Using authentic materials is an ideological battleground for language teachers. No matter how much people agree that it’s important for all levels, I still seem to hear so much uncertainty as to how to do it, particularly for novices.
–But what if they don’t understand? What can they do with it? How can we help them understand? It’s too hard- let’s just stick with Señor Woolly and textbook callouts, ok? That I can do.
Here’s the key: Do you really believe in natural language acquisition? Do you believe that the brain is specially designed to acquire language, and with the right input, it will happen? Then you don’t believe it will happen with fake language. You may use fake language because it’s easy, but you know your students are going to leave your class unable to comprehend authentic materials because you believe language use comes with real language, not fake language.
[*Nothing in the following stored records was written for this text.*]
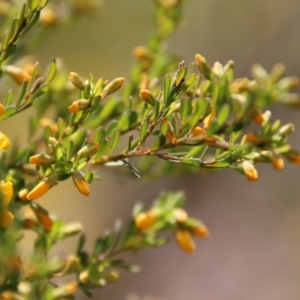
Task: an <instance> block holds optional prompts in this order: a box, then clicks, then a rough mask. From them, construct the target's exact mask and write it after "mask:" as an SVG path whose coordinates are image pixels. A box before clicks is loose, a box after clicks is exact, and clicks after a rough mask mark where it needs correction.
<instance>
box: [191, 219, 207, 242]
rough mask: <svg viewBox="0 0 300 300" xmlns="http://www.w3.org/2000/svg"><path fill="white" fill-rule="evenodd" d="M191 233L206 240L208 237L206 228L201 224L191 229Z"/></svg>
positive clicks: (200, 223) (206, 228)
mask: <svg viewBox="0 0 300 300" xmlns="http://www.w3.org/2000/svg"><path fill="white" fill-rule="evenodd" d="M192 233H193V234H194V235H196V236H198V237H202V238H207V237H209V236H210V232H209V230H208V228H207V227H206V226H205V225H204V224H203V223H201V222H199V223H198V225H197V226H194V227H193V228H192Z"/></svg>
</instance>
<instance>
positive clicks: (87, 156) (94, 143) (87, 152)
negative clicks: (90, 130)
mask: <svg viewBox="0 0 300 300" xmlns="http://www.w3.org/2000/svg"><path fill="white" fill-rule="evenodd" d="M98 149H99V143H88V144H87V145H85V146H84V147H83V148H81V149H80V150H79V151H78V152H77V156H78V157H80V158H84V157H89V156H92V155H94V154H95V153H96V152H97V151H98Z"/></svg>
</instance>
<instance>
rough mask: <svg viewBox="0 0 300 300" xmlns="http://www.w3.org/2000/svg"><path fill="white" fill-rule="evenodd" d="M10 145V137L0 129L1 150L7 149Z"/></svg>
mask: <svg viewBox="0 0 300 300" xmlns="http://www.w3.org/2000/svg"><path fill="white" fill-rule="evenodd" d="M9 146H10V140H9V138H8V137H7V136H6V135H5V134H4V133H2V132H1V131H0V150H3V149H6V148H8V147H9Z"/></svg>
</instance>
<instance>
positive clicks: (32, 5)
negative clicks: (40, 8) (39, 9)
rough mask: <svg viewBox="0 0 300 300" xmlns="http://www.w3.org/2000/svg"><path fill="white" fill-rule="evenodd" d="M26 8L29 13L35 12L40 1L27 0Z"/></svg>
mask: <svg viewBox="0 0 300 300" xmlns="http://www.w3.org/2000/svg"><path fill="white" fill-rule="evenodd" d="M27 3H28V7H29V9H30V10H31V11H35V10H36V9H37V8H38V7H39V5H40V0H27Z"/></svg>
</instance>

But what is fake language and what is authentic language? When young children are learning, we don’t feed them fake language. We feed them real language that is leveled. We acknowledge that the evening news is not the best input for the most learning for young children. So we read them Goodnight, Moon. We ask incessant short questions. We give directions one action at a time.
This leads me to believe that the best authentic language for novice students is that which is intended for children. Some of my students who are now in college can still sing “Pin Pon.” There’s my biggest recommendation for teachers looking to use more authentic materials for novice students: use what’s made for kids. Sure, some students will not be terribly enthused by Pocoyó, but it’s amazing what they’ll put up with when you throw a little David Bisbal in the mix.
And then, sometimes you’ll stumble across material that’s not intended for children, but is still beautifully appropriate for novices. Usually this comes in the form of media that specializes in short, punchy, visual impact. Think comic strips, commercials, and, of course, Twitter.
I keep the Mexico trending topics up on my Twitter because they often give me a great opportunity to access high levels of novice-level lanugage. Several days ago the topic was #SituacionIncomodaCuando. What a teenaged gold mine, eh? Mine often ask me how to say “awkward” because it’s such a common teenager response. Take this tweet by El Guasón
@SteevenOrozco : #SituacionIncomodaCuando Estás en la casa de un amigo y te invitan a comer y lo que sirven no te gusta.
Look at all that novice language – location, friends, likes. Look at the cognates – situación, invitan, sirven. Look at the novice vocabulary- casa, amigo, te gusta.
Most of all, look at how it’s real – a real live native speaker wrote this. Not fake. Real.